Vieles spricht dafür, dass Bernotat von seinen strikten Kriterien abrückt und zumindest die Aktien übernimmt, die ihm angedient werden, um sich anschließend mit den anderen Großaktionären zu arrangieren. Entsprechendes hat er bereits selbst angedeutet. Aber das wäre ein äußerst riskanter Kurs. Soll Eon für 40 Prozent des Kapitals 16 Mrd. Euro bezahlen, ohne Endesa kontrollieren zu können? Zumal die anderen Großaktionäre irrational agieren: Enel investiert Milliarden, obwohl der Konzern nach spanischem Recht überhaupt nicht die Kontrolle über Endesa erlangen kann, weil er zum Teil im Staatsbesitz ist. Acciona wiederum könnte einen immensen Kursgewinn einstreichen, blockiert aber aus politischen Gründen lieber Eon.

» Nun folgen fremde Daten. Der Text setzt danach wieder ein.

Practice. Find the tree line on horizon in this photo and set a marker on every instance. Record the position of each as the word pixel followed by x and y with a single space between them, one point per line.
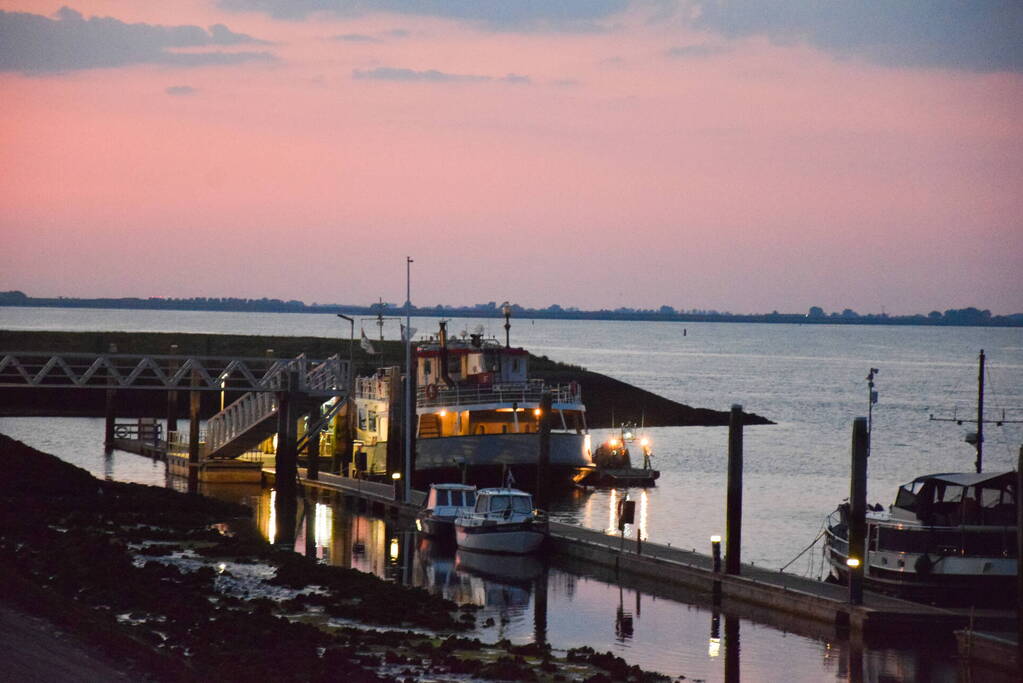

In Anbetracht des hartnäckigen Widerstands wäre es vernünftig, wenn Bernotat den Rückzug einleitete. Durch den Übernahmekampf ist Endesa so teuer geworden, dass die Transaktion ein enormes wirtschaftliches Risiko hätte. Aber selbst diese Option ist problematisch. Bernotat fehlen Alternativen, um die prall gefüllte Kasse des Energiekonzerns für Investitionen zu nutzen. Eon könnte schnell selbst zum Übernahmeopfer von Finanzinvestoren werden. Bernotat müsste vermutlich doch den Forderungen von Großaktionären nachgeben und hohe Sonderdividenden ausschütten oder Aktien zurückkaufen – oder sich eben doch mit einem Minderheitsanteil an Endesa zufrieden geben. So oder so: Sollte Bernotat tatsächlich mit seinen Übernahmeplänen scheitern, wäre sein Ruf als erfolgreicher und vor allem finanziell disziplinierter Manager arg ramponiert. Mit der Sturheit, mit der er über ein Jahr lang an seinem Ziel festgehalten hat, hat sich der Konzernchef weit aus dem Fenster gelehnt. Und vor allem hat er Fehler begangen. Der Widerstand der spanischen Politik war zu erwarten. Eon torpedierte schließlich die geplante Fusion von Gas Natural mit Endesa, die die Regierung selbst eingefädelt hatte. Bernotat überrumpelte mit seiner Gegenofferte Spaniens Ministerpräsidenten José Luis Zapatero. Natürlich ist das spanische Übernahmerecht fragwürdig, aber hätte Eon das nicht im Vorfeld absehen müssen, sich eventuell selbst mit einem ansehnlichen Aktienpaket eindecken können? Für Bernotat käme ein Scheitern des spanischen Abenteuers zum denkbar ungünstigsten Zeitpunkt. Im Frühjahr steht die Verlängerung seines Vertrags an, der im kommenden Jahr ausläuft. Um diese wird er zittern müssen.